Uruguay tiene un fútbol grande y un mercado interno pequeño, y esto ha determinado el predominio en el negocio de lo relacionado con la exportación, que en este caso no es de carne vacuna, soja o software, sino de personas que se destacan en un juego. En ese marco, y pese a que estén formalmente prohibidas determinadas prácticas relacionadas con la representación comercial de los futbolistas personas, hay dueños de jugadores que los compran o los venden, o que compran y venden el derecho a verlos por televisión cuando están jugando. Como es lógico, esos empresarios invierten, al igual que cualquier otro, a fin de garantizar la continuidad de su lucro: ponen dinero para facilitar que se juegue al fútbol desde la infancia y para que los chiquilines con futuro no abandonen el deporte; para que se sostengan muchos clubes y la asociación que los representa; para que un montón de paniaguados elogie la mercadería de sus patrones, y otro montón de catedráticos los defiendan de la DGI. Etcétera.
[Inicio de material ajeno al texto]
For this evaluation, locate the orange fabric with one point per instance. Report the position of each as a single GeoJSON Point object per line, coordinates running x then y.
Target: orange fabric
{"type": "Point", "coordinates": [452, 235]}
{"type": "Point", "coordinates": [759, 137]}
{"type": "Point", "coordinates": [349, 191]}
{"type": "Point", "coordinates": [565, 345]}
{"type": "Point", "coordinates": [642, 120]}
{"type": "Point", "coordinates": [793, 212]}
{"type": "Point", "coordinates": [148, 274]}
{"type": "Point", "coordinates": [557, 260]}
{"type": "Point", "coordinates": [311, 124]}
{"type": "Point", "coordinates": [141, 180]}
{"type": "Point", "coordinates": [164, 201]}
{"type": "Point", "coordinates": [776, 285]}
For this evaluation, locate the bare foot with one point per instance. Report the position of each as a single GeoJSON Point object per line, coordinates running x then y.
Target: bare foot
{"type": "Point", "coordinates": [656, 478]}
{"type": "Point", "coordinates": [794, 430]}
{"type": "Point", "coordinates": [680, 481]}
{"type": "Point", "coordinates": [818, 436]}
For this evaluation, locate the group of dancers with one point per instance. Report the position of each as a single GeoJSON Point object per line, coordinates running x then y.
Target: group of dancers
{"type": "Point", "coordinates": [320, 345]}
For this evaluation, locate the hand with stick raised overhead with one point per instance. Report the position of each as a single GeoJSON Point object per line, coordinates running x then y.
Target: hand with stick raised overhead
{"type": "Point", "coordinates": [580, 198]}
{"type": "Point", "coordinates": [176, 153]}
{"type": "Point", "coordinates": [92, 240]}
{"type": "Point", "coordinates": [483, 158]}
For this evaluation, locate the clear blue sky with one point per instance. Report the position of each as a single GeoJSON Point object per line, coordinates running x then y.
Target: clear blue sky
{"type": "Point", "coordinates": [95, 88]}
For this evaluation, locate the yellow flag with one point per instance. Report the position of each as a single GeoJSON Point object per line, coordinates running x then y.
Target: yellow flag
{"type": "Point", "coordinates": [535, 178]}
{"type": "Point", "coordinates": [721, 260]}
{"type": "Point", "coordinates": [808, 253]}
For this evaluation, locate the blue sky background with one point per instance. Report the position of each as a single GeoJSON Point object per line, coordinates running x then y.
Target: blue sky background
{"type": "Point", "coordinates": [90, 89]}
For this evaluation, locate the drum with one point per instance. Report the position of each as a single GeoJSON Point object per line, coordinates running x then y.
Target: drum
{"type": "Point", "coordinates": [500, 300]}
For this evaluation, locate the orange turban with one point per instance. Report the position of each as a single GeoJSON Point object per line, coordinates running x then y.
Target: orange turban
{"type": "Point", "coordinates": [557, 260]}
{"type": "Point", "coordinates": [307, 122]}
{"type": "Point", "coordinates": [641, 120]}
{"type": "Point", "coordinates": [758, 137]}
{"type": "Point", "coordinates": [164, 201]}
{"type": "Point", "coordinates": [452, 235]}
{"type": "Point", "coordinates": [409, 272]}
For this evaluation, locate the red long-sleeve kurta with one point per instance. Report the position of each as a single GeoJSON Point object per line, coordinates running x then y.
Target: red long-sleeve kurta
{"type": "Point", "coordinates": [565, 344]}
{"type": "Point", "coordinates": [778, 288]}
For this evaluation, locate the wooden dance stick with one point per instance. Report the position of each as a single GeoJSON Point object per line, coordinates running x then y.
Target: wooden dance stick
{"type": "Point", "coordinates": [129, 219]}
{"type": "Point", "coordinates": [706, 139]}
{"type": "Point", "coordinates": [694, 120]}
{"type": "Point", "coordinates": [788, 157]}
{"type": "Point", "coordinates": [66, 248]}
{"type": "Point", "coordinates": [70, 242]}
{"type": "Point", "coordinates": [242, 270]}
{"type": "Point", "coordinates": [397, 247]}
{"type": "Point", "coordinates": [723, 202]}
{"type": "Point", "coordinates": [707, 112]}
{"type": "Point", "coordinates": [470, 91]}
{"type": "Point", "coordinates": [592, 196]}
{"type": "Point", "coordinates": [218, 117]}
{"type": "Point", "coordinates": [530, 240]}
También les sirve, por supuesto, que quienes deben representar gremialmente a los futbolistas se pongan la camiseta de la empresa.
Lo antedicho no significa que la aparición de tales empresarios haya sido una completa desgracia. Muy por el contrario, la situación previa era sin duda peor en numerosos sentidos, y en especial peor para los jugadores. Pero la historia no se queda quieta, y lo que en cierto momento es progresista puede volverse reaccionario cuando se instala en el poder y se aferra a él.
El movimiento Más Unidos Que Nunca no siempre ha actuado en el momento más conveniente y en la forma más adecuada. Lo integran personas jóvenes con poca experiencia en los manejos del poder. Pero en lo sustancial tienen razón, y hay que elogiar que no se hayan resignado a que todo siguiera como estaba. Que no los quiebren, que no los traicionen. Ellos representan hoy la mejor esperanza de que quienes crean, en las canchas, la riqueza del juego, tengan un papel más digno, fuera de ellas, en el juego de la riqueza.